Oriol Martorell i Codina (1927 in Barcelona – 1996) was a musical director, pedagogue and professor of history. He was the son of Artur Martorell i Bisbal, also a renowned pedagogue. While studying music he gained a doctorate in History.

He obtained a BA from the University of Barcelona in 1950 and a master's degree in Pedagogy from the University of Perugia (Italy) in 1954.

In 1947 he founded the Saint George Choir (Coral Sant Jordi), of which he was director during 40 years. It was a symbol of cultural anti-Franchoism and a reference point among European choirs. A specialist in choral direction, he taught on this subject in different countries. he was the founder and vice-chairman of the European Federation of Young Choirs (Europaeische Foederation Junger Choere), instructor of the choral movement À Coeur Joie and president of the Catalan Federation of Choral Entities (Federació Catalana d’Entitats Corals). He worked as a critic for several publications and collaborated in different musical works. He was artistic director of Discos Vergara between 1961 and 1970. He was also co-author with Manuel Valls of the book El fet musical; he also published, with Josep Massot Muntaner and Salvador Pueyo, Els Segadors: Himne Nacional de Catalunya. He was artistic director of the Antologia històrica de la música catalana (1966- 1970).In 1983 he was appointed professor of Music History of the University of Barcelona, of which he had already been a teacher since 1970.

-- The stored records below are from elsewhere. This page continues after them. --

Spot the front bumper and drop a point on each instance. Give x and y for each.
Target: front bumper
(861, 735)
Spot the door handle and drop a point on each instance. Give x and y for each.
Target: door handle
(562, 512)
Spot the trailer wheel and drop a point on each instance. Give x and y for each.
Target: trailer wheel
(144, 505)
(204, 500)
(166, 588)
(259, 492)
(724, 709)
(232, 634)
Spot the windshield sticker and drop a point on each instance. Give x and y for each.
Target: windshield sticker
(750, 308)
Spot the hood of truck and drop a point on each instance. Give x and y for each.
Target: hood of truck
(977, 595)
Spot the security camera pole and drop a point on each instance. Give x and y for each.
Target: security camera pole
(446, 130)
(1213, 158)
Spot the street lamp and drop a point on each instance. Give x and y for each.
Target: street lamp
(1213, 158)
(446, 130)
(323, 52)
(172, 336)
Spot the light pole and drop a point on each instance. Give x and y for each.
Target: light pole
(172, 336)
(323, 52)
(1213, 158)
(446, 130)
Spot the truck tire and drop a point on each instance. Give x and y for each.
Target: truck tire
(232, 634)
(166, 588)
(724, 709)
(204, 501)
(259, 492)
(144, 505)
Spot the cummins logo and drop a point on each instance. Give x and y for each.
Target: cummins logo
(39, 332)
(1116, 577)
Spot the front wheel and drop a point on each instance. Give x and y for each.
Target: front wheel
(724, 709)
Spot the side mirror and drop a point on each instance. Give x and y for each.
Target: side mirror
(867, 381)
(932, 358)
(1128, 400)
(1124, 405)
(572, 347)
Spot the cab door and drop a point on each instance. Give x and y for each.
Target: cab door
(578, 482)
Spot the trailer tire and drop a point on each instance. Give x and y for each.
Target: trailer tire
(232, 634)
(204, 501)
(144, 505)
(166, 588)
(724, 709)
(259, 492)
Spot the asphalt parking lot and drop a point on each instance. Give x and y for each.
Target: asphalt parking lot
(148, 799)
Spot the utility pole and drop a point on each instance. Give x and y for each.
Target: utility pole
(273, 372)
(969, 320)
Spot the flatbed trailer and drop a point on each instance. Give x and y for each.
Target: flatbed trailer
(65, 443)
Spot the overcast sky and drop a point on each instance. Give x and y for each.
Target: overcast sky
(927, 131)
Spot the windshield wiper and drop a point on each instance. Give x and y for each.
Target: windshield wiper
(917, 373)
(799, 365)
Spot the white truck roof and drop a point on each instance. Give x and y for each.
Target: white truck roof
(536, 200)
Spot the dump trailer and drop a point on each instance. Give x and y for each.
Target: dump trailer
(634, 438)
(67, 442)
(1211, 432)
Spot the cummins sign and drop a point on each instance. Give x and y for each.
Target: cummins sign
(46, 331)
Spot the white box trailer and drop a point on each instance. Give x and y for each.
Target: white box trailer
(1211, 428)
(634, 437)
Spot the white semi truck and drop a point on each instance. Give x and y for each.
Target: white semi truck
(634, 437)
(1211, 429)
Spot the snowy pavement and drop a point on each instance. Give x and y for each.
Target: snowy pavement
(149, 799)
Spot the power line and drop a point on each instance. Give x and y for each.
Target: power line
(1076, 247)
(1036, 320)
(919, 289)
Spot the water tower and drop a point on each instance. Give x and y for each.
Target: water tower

He was awarded with several distinctions such as the “Premi d’Honor Jaume I” in 1983, the “Creu de Sant Jordi” of the Generalitat de Catalunya in 1984, the “Medalla al Mèrit Artístic” of Barcelona Town Council, the music award Francesc Pujols i Pons and the “Medalla de Bellas Artes” of the Ministry of Culture.

The first Catalan public centre for primary school studies combined with music and dance was named after him.

As part of his political activity he was elected MP to the Parliament of Catalonia, a post he held from 1992 to 1995.